We woke to a fairytale morning of fog. At once we were on our feet and outside. Our urge to explore was so strong that we even postponed our lovemaking—though that went against the rules, and the order of our love was sacred to us.
It took time for the first rays of sun to make the dew sparkle. I stood barefoot in the grass behind the hunchbacked cottage, the coffee cup warm in my hands.
We walked along a narrow road where we met only cyclists. Hollyhocks bloomed everywhere; wild fennel nested in the cracks of the stone walls. A sign pointed to the small jail: two cells, scarcely larger than a garden shed. The smallest prison in Europe. Sometimes people had themselves locked in voluntarily, just to have some peace and quiet.
We came to a mill. A sign explained that since the time of Elizabeth I, Dúnmara had no longer been subject to the Gaelic law of the surrounding clans. In the 1560s the land had been granted to a grand seigneur with English ambitions, on the condition that forty armed men be settled within calling distance of his residence. They were to keep the Gaelic clans in check, secure the coast, and enforce the new law against the old customs.
Elizabeth I (1533–1603) was born of a union with Anne Boleyn that had been condemned by the Pope, while a rival existed whose claim was sanctioned by Rome—Mary Stuart. Elizabeth consolidated her power not only through the expansion of the Anglican Church, that confessional madhouse shaped by Henry’s pleasures.
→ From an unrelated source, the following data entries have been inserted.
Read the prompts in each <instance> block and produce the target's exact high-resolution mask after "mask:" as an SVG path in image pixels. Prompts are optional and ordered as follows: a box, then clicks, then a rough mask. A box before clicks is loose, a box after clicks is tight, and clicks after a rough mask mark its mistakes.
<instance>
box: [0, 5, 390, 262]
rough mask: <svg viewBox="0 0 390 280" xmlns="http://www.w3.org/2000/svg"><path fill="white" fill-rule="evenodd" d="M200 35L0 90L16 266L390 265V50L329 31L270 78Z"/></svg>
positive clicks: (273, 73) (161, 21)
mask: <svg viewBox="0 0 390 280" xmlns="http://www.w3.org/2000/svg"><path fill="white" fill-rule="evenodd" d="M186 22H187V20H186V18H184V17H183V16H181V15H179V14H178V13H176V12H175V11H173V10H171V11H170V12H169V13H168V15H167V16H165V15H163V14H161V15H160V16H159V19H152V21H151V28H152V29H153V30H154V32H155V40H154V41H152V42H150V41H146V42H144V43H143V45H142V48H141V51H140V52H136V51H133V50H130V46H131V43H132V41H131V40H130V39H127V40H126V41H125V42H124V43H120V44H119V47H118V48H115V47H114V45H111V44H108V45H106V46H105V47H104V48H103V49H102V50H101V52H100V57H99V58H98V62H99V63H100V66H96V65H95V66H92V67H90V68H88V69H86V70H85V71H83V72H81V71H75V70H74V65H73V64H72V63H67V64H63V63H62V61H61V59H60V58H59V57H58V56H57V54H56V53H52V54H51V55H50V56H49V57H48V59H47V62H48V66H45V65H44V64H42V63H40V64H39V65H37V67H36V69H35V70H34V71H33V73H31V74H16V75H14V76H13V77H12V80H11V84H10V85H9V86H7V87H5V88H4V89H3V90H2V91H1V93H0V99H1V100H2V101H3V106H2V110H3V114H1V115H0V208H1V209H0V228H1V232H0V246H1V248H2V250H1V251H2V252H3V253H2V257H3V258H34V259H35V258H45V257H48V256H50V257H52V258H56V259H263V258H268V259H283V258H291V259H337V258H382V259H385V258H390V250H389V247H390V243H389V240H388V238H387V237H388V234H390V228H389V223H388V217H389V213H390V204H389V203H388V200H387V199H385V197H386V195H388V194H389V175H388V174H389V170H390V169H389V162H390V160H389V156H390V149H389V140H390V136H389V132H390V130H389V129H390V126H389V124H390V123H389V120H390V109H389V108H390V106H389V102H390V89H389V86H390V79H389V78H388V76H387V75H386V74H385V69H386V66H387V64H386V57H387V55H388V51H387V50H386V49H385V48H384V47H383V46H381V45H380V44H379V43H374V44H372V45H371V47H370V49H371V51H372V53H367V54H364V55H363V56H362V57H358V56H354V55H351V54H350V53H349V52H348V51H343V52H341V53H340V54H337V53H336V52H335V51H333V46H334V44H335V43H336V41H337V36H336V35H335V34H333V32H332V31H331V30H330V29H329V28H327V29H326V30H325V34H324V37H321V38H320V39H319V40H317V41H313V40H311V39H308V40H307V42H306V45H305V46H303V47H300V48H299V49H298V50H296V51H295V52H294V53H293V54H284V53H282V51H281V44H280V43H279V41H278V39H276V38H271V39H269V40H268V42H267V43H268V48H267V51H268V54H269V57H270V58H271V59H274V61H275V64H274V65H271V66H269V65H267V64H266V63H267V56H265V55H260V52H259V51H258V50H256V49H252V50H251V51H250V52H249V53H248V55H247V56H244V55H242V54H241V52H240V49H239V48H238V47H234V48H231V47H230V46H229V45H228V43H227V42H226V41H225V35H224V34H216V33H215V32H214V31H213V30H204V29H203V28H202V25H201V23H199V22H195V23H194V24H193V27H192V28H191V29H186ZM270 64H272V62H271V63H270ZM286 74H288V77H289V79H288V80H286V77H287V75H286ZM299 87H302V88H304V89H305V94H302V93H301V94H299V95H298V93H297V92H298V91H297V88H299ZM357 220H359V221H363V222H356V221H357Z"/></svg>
She also imprisoned her own relatives.
Before Elizabeth, Mary Grey (1545–1578) had stood in the line of succession: great-niece of the last king, granddaughter of a French queen, and sister of England’s short-lived Queen Jane Grey. In secret she married the unsuitable Thomas Keyes. Elizabeth feared the prospect of offspring—and so she had Mary confined.
For Mary, too, power was irrevocably a matter of lineage. Curtailed by freedom and kept small by nature, the would-be claimant propagated the madness of her age. Mary’s correspondence mirrored the Elizabethan Gomorrah. Once one had been seized by the beat of blasted limbs, filthy bedfellows, confessed pederasts, and other sewers, by the rhythm of plague and pox, the reading slid along like a spiral chute in an amusement park. Every lady was a Macbeth, speaking through the Tudor rose. The age pinched its nose to avoid being sneezed upon by fleas. Where blood flowed and rats leapt, the difference between affective and affected shrank to nothing. People belched after meals that arrived too cold, too fatty, too opulent—or poisoned. They spat on Persian carpets and hawked phlegm into ermine collars. Bad weather made an epoch. In 1588 Spain failed in its attempt to take the island. The Armada succumbed to English weather. The Spanish disaster propelled England into great-power status.